Not only that, until we have 100% CSS-compliant browser usage out there, the real world will not cooperate with 100% CSS themes except for the kinds of layouts that lend themselves to the CSS logic in ways IE doesn't break. (I'll just leave alone the religious arguments about CSS-only layouts.)
I agree 100% that Drupal needs some sexy themes.
I also agree that Drupal needs to focus on code base and implementing a really smart theming system (phpTemplate2?) as was hinted at in the global skypecast echofest.
As I see it, these are two very important goals that are equally important, imho, each for its own reasons -- sharp design because, right or wrong, design is the #1 way people judge a website's credibility, and solid code because we want to have a theming system that provides for the most flexibility, modularity and theming power for the designer -- but these are goals that do not come from the same place, and therefore can only converge in a kind of development tango dance.
In other words, it will take some cooperation and communication while pushing in both directions. Pushing on one while ignoring the other would be nothing but missed opportunity, in my view.

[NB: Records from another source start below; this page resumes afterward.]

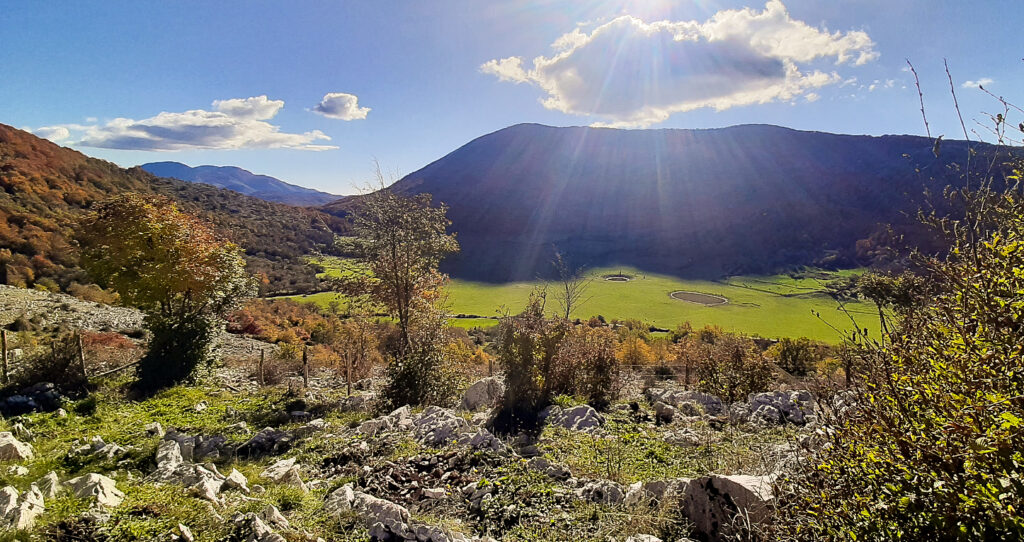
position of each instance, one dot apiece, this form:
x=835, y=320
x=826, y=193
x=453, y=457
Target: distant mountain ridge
x=243, y=181
x=691, y=203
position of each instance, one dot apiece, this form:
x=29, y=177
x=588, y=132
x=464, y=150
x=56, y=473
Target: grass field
x=766, y=305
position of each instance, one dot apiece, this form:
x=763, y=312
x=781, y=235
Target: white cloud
x=984, y=81
x=53, y=133
x=237, y=123
x=259, y=108
x=506, y=70
x=632, y=73
x=341, y=106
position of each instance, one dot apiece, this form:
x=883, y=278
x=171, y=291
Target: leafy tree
x=402, y=239
x=794, y=356
x=175, y=268
x=572, y=286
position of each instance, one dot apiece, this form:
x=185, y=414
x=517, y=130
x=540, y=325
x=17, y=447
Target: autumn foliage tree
x=175, y=268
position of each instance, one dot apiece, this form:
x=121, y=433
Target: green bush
x=931, y=447
x=178, y=350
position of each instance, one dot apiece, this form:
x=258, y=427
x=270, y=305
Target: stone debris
x=98, y=487
x=287, y=472
x=581, y=418
x=400, y=419
x=13, y=450
x=713, y=501
x=484, y=392
x=267, y=442
x=603, y=492
x=776, y=408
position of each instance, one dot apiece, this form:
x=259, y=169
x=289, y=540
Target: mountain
x=691, y=203
x=241, y=180
x=45, y=188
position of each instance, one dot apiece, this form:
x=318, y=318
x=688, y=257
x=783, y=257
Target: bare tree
x=572, y=285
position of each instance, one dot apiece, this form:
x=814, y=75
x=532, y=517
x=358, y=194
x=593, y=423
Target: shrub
x=420, y=373
x=178, y=350
x=731, y=367
x=794, y=356
x=58, y=364
x=930, y=446
x=543, y=358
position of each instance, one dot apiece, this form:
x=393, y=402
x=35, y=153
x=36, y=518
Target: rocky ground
x=236, y=461
x=203, y=463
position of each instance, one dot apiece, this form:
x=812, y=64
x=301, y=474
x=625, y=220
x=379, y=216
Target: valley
x=772, y=306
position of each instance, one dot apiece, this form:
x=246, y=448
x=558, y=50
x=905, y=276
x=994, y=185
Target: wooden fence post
x=81, y=356
x=259, y=366
x=3, y=346
x=305, y=367
x=348, y=375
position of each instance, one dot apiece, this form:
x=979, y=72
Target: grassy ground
x=767, y=305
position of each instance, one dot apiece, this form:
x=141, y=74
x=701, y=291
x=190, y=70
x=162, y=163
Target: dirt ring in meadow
x=698, y=298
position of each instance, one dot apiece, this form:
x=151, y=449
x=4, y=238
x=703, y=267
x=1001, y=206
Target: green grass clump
x=638, y=452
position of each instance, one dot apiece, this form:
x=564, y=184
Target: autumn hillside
x=47, y=186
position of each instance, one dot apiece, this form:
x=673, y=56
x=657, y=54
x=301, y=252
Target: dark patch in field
x=699, y=298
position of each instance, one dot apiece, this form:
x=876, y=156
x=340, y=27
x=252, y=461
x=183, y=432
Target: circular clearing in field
x=698, y=298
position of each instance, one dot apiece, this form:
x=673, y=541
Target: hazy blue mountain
x=693, y=203
x=238, y=179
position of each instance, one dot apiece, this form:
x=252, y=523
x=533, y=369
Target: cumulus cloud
x=237, y=123
x=341, y=106
x=635, y=74
x=53, y=133
x=984, y=81
x=259, y=108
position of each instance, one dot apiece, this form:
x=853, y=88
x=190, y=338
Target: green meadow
x=780, y=305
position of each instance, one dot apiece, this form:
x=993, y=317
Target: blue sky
x=312, y=92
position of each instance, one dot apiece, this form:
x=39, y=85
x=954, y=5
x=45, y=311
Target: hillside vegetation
x=742, y=200
x=45, y=189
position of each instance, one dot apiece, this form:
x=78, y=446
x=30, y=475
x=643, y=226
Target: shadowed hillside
x=692, y=203
x=45, y=188
x=244, y=181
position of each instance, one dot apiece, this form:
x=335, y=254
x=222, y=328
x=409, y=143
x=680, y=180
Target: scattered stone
x=581, y=418
x=400, y=419
x=683, y=438
x=267, y=442
x=550, y=468
x=781, y=407
x=714, y=501
x=603, y=492
x=22, y=431
x=237, y=481
x=356, y=403
x=185, y=534
x=13, y=450
x=272, y=515
x=8, y=501
x=664, y=413
x=155, y=429
x=433, y=493
x=484, y=392
x=49, y=485
x=96, y=486
x=30, y=507
x=287, y=472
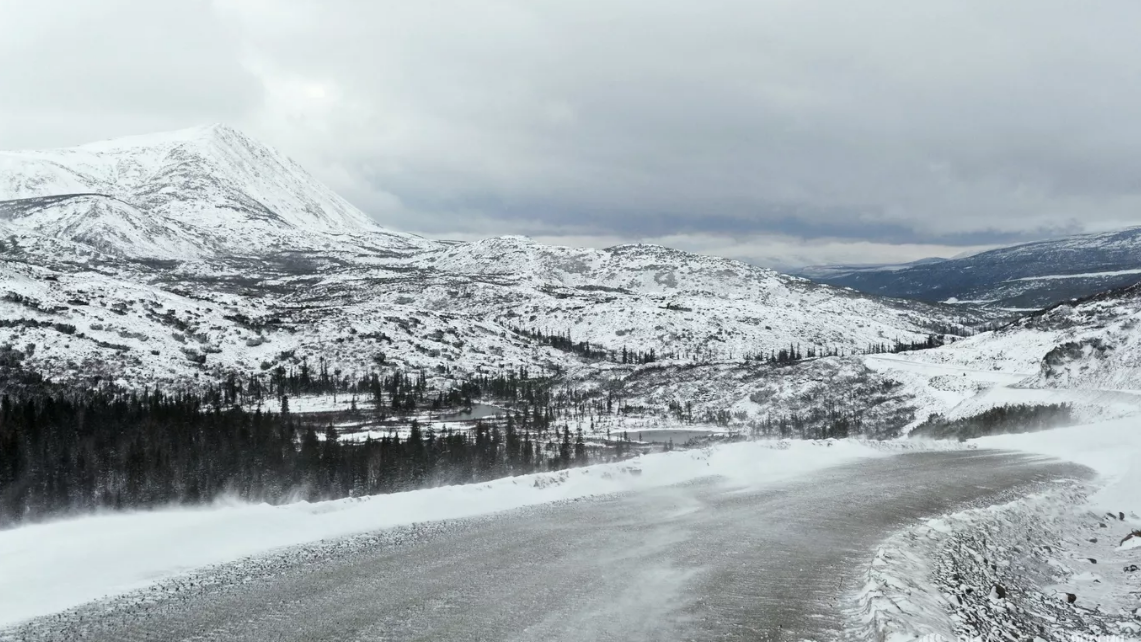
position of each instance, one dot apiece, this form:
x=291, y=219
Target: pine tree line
x=63, y=453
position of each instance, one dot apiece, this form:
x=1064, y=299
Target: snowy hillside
x=1027, y=276
x=189, y=193
x=189, y=256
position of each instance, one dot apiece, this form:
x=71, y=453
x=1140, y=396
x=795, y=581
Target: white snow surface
x=54, y=566
x=179, y=194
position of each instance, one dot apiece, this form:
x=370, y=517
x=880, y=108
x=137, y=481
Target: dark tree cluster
x=62, y=453
x=1001, y=420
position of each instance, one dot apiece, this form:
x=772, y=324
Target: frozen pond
x=679, y=437
x=477, y=412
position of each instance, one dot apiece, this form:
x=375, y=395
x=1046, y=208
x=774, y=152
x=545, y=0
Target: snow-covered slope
x=186, y=256
x=1032, y=275
x=189, y=193
x=1086, y=354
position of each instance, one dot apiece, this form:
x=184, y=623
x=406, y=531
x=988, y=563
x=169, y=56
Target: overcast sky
x=778, y=131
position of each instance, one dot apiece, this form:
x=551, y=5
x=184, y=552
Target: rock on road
x=701, y=561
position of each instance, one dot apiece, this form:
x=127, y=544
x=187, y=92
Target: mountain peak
x=234, y=193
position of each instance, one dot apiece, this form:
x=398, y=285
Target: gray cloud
x=875, y=129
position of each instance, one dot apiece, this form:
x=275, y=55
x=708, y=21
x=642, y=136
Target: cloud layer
x=781, y=131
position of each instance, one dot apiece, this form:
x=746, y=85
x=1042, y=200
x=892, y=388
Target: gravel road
x=702, y=561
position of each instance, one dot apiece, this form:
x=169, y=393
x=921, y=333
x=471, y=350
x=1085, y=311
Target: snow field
x=50, y=567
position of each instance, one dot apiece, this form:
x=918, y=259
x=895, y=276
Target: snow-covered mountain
x=192, y=193
x=1028, y=276
x=187, y=256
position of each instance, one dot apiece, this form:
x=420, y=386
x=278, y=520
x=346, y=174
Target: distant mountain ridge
x=193, y=254
x=1027, y=276
x=184, y=194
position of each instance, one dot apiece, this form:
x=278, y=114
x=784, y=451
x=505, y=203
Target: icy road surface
x=700, y=561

Aside: Getting beyond the One Theme To Unite Them All notion, I would even suggest that we consider opening up the theme garden (or some variant on it) to enable non-CVS contributions to Drupal, in order to make it easy for designers to contribute all sorts of designs. (In other words, design the theme development side to afford design contributions.)
Laura
On Jul 11, 2006, at 2:34 AM, Fouad Riaz Bajwa wrote:
Content Management Systems are separation of content from design. Design is always managed through CSS. All designers should be aware of this fact in case of Drupal. This gap will always exist between designers and developers and the only way to overcome this gap may be that the design should be 100% controlled by CSS and that is already being done through phptemplate, what you can control through phptemplate is that what shows what and where and how can you be more specific with certain areas or spice em up.

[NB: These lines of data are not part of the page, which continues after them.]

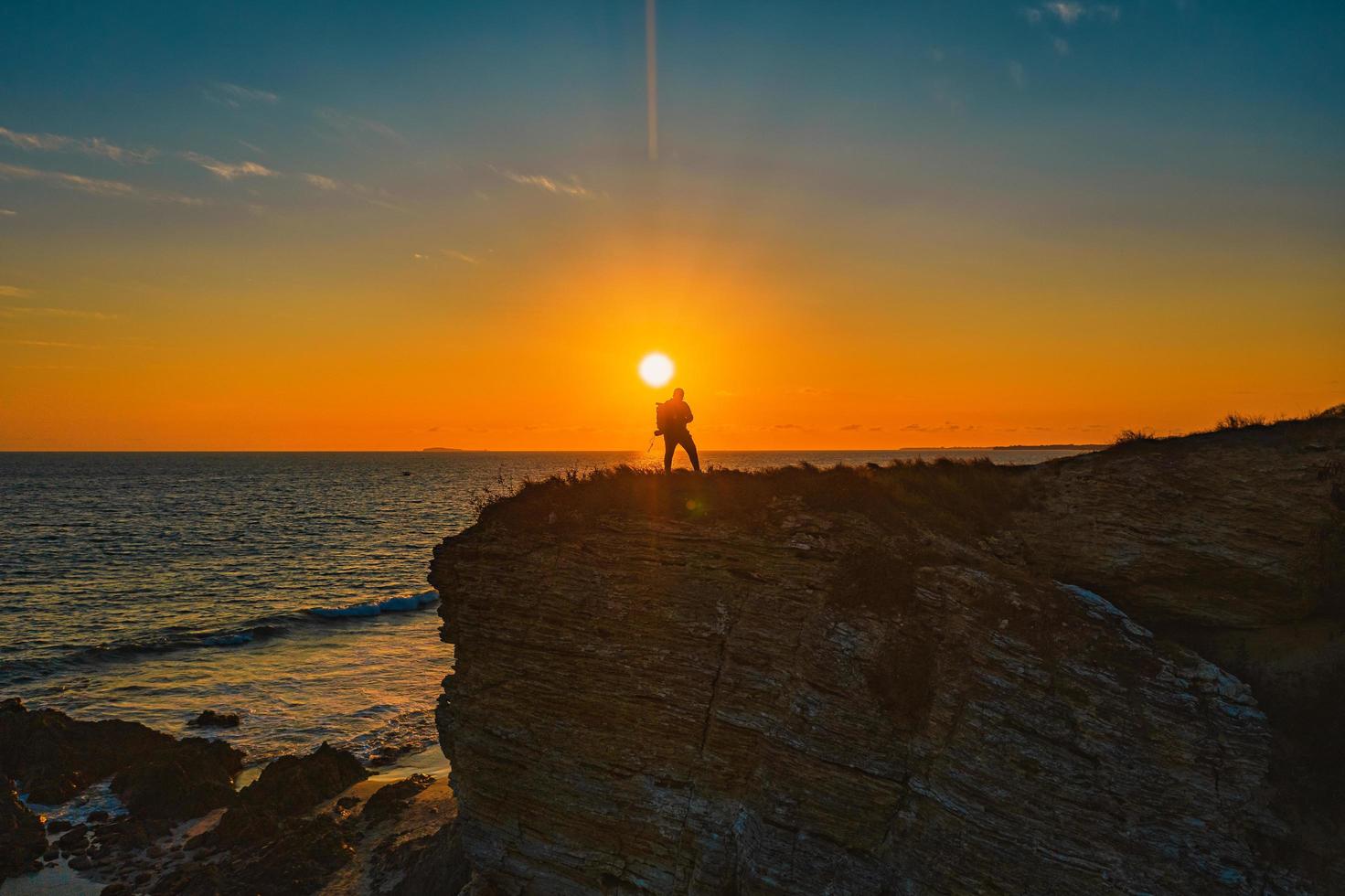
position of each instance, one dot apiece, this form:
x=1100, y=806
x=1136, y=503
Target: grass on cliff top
x=1233, y=422
x=963, y=496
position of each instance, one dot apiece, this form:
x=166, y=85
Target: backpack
x=663, y=417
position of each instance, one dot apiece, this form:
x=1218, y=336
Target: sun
x=656, y=368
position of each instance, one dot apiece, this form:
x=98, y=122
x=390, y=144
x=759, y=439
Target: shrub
x=1240, y=421
x=1127, y=436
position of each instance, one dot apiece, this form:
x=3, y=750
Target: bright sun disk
x=656, y=368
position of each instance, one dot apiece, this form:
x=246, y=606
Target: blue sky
x=1125, y=179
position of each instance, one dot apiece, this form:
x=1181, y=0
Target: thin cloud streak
x=1070, y=12
x=348, y=124
x=229, y=170
x=234, y=94
x=322, y=182
x=549, y=185
x=86, y=145
x=70, y=314
x=39, y=343
x=94, y=186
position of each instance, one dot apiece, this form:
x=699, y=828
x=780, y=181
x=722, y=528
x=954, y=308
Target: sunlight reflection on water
x=154, y=585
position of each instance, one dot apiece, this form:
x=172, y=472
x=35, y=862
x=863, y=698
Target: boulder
x=22, y=837
x=876, y=681
x=57, y=756
x=210, y=719
x=391, y=799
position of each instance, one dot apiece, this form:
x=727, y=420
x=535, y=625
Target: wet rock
x=391, y=799
x=294, y=784
x=210, y=719
x=57, y=756
x=22, y=837
x=185, y=782
x=299, y=858
x=850, y=690
x=433, y=864
x=74, y=838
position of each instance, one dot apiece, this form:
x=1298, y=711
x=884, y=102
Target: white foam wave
x=390, y=605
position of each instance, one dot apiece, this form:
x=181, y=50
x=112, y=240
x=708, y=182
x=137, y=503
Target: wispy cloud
x=94, y=186
x=320, y=182
x=1071, y=12
x=234, y=94
x=229, y=170
x=85, y=145
x=42, y=343
x=69, y=314
x=348, y=124
x=571, y=187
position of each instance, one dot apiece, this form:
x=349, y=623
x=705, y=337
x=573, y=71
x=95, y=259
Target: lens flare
x=656, y=368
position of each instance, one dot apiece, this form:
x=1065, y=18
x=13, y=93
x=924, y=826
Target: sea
x=288, y=588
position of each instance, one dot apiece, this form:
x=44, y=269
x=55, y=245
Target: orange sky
x=939, y=237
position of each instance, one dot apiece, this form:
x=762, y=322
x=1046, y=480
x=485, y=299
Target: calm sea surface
x=285, y=587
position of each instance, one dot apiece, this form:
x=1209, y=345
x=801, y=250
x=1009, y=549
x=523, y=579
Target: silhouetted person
x=673, y=416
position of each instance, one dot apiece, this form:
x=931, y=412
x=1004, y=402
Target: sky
x=394, y=226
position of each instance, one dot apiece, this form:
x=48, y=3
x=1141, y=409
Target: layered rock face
x=846, y=681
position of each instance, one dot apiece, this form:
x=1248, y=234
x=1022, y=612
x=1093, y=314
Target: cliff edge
x=933, y=678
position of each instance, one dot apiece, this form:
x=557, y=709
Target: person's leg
x=690, y=453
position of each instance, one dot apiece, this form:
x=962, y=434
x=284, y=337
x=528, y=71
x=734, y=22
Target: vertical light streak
x=651, y=76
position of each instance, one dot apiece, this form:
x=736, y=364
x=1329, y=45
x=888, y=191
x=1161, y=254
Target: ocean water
x=285, y=587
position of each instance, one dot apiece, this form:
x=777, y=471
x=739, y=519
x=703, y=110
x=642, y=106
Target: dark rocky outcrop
x=288, y=787
x=210, y=719
x=390, y=799
x=292, y=784
x=891, y=679
x=22, y=836
x=56, y=756
x=428, y=865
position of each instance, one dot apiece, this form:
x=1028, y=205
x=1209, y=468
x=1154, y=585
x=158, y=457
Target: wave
x=175, y=639
x=390, y=605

Your dream will always be a bit of imagination. Drupal is hitting that mainstream activity where designers do their design part and programmers or configures connect the the UI to Drupal.

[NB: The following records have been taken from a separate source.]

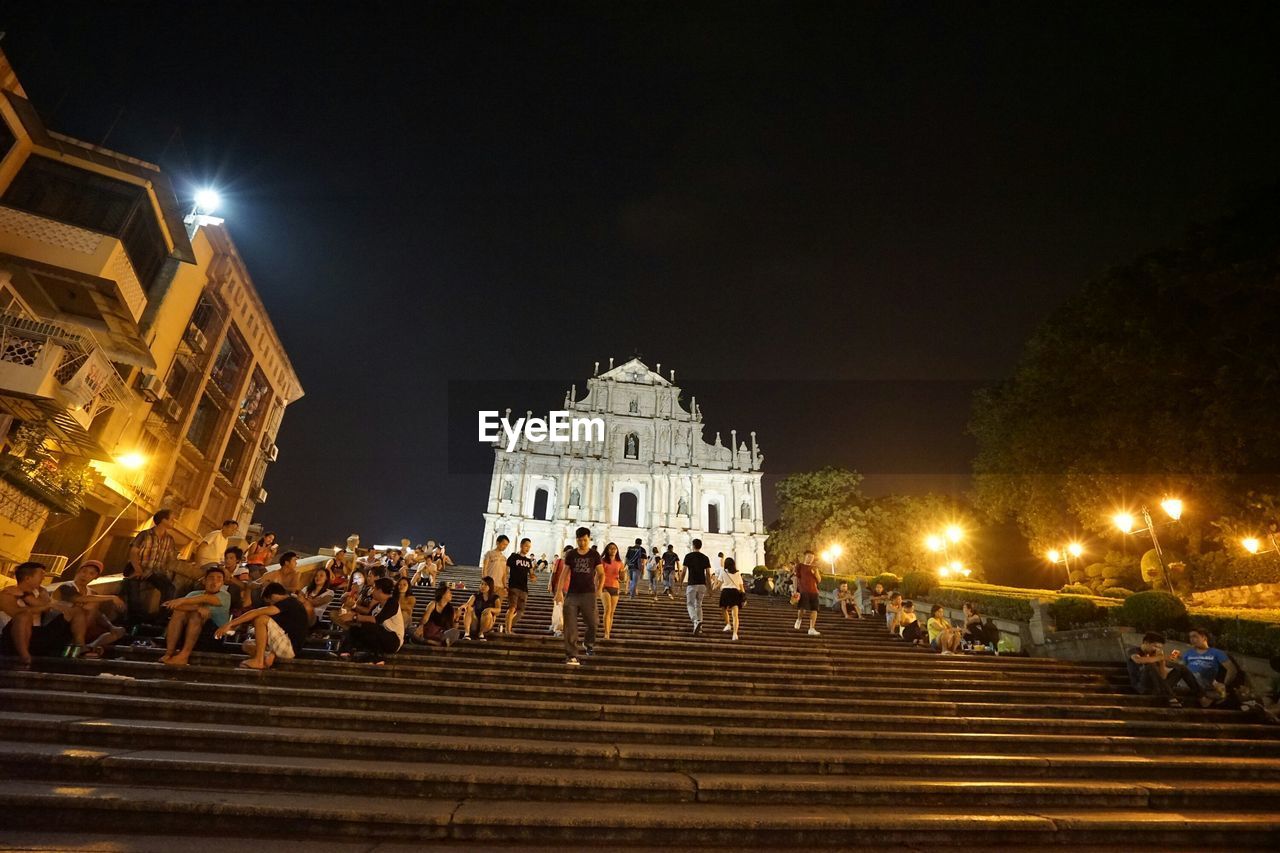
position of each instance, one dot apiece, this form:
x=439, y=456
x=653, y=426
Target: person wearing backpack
x=636, y=557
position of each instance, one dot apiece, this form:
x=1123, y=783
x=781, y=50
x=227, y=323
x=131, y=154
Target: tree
x=1157, y=378
x=818, y=509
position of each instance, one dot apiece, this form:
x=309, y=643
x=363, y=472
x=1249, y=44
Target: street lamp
x=1072, y=550
x=1124, y=523
x=1255, y=546
x=206, y=201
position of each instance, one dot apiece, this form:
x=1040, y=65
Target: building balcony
x=49, y=372
x=62, y=246
x=44, y=484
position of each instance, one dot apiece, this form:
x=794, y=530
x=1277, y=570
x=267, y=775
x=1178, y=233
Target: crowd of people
x=275, y=611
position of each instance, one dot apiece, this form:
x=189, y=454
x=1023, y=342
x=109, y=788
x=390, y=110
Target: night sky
x=833, y=222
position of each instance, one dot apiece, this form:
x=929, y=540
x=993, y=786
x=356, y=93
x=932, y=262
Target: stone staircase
x=661, y=739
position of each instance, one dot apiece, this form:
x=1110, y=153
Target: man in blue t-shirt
x=196, y=616
x=1211, y=666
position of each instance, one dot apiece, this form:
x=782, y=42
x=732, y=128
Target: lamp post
x=1124, y=523
x=1255, y=547
x=1072, y=550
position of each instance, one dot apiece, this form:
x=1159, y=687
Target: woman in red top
x=612, y=566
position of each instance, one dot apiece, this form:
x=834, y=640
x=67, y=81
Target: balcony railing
x=46, y=360
x=28, y=235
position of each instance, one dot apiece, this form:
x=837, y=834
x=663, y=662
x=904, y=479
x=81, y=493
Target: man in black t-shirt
x=695, y=584
x=519, y=568
x=668, y=569
x=280, y=626
x=635, y=566
x=579, y=589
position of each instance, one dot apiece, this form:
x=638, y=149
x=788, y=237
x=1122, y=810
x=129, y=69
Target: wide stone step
x=356, y=690
x=621, y=746
x=104, y=807
x=266, y=774
x=414, y=712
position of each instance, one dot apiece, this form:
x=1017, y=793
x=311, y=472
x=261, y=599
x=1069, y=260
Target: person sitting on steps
x=480, y=614
x=439, y=621
x=1151, y=671
x=944, y=637
x=195, y=617
x=891, y=614
x=909, y=625
x=279, y=628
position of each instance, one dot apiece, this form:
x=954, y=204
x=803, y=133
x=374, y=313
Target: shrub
x=1075, y=611
x=988, y=605
x=1152, y=611
x=917, y=584
x=887, y=578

CSS us the only way forward otherwise learn PHP and API Callups/ Callbacks!
Regards ----------------------- Fouad Riaz Bajwa www.fossfp.org
-----Original Message----- From: development-bounces@drupal.org [mailto:development- bounces@drupal.org] On Behalf Of sime Sent: Tuesday, July 11, 2006 7:53 AM To: development@drupal.org Subject: [development] Patches 4.8 - New Theme
(First rant)
While everyone is discussing whether a "3-column CSS layout template for developers" is achievable - I think this development process arse-up. Discussing implementation issues in absence of something to implement is wasting time.
Our trialling users, Fantastico users, non-techie administrators, they want a new "sexy" theme as one of the defaults. For that reason, the focus has to be on the design first, and therefore we the tools are Photoshop, Fireworks or GIMP - *not* CSS and HTML. I'm sure we'd have 10 great candidates designs within a week if an announcement went in the forums. Or let's just expand on a great looking Wordpress theme. Or let's just have a vote on the best looking contrib theme.
After we have the design, we can knock ourselves out with the implementation. Until then the clock's ticking, and rehashing ALA articles is not going to get us anywhere.